The final headline Consumer Price Index for the euro zone came in at 2.4%, with the core reading at 2.7%. That seems a bit too high for comfort too, but almost any ECB official who speaks publicly seems to be committed to more rate cuts, taking the view that weak economic activity (especially in the French and especially German core) and prospective lower inflation provide the justification. Market pricing suggests further quarter-point cuts in January and March and possibly April too.

 
 

China

Chinese temple infront of reflective water

GDP growth of 5.4% in the fourth quarter of 2024 relative to 2023 smashed the 5% consensus forecast, while the annual growth rate of 5% also beat the 4.9% expectation, with manufacturing and industrial production leading the way.

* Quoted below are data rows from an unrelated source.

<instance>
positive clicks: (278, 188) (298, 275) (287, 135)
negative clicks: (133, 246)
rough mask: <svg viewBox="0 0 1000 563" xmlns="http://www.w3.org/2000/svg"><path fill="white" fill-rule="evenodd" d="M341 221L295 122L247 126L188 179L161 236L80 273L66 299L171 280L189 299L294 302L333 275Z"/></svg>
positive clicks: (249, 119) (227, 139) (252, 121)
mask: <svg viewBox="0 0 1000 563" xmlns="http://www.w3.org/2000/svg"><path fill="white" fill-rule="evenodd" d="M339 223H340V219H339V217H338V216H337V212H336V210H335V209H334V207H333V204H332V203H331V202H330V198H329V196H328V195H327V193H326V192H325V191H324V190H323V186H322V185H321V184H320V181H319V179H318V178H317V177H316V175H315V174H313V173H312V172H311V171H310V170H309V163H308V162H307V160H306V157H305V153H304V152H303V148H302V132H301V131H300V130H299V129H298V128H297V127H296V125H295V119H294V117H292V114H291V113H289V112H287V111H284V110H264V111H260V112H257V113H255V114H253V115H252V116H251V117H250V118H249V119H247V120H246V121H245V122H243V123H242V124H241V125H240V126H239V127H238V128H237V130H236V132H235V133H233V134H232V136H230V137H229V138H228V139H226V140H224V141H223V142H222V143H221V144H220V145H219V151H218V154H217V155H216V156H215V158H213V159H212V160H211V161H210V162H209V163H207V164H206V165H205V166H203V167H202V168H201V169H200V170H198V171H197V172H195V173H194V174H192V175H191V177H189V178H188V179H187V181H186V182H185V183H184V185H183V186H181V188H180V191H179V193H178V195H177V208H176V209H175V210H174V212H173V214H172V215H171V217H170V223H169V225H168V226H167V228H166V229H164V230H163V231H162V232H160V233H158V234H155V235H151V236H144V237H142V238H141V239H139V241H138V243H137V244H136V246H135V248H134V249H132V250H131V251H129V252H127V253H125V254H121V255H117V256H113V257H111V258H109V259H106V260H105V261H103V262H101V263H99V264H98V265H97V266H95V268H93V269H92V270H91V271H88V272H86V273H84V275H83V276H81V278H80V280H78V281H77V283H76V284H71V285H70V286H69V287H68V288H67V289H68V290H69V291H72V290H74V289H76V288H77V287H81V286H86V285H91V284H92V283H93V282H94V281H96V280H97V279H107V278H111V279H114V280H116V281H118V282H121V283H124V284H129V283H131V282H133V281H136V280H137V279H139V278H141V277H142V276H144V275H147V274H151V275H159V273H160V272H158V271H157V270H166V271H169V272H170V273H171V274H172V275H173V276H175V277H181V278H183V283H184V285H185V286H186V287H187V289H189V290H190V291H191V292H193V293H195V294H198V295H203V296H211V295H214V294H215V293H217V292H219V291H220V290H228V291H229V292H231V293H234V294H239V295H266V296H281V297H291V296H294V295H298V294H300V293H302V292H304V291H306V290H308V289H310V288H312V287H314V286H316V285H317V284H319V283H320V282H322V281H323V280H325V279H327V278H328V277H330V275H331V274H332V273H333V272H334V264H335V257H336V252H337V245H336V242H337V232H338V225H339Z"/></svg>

It could well be that this was a function of increased activity to get ahead of potential US tariffs. In any event, most people remain sceptical of the reported growth figure. The Li Keqiang Index, named after the late Premier, who thought that referencing bank loans, electricity production and rail freight might give a more accurate estimate of activity, suggests just under 4%. An article in Financial Times last week cited an economist at a state-owned brokerage who suggested that growth had been closer to 2% in recent years. He has since been banned from public speaking and is being audited by financial authorities. Still, even if the base is lower, and that will have been reflected in the results of companies who are reliant on China for their trade, there is still an opportunity for recovery should the right policies be applied. We are still waiting to see them.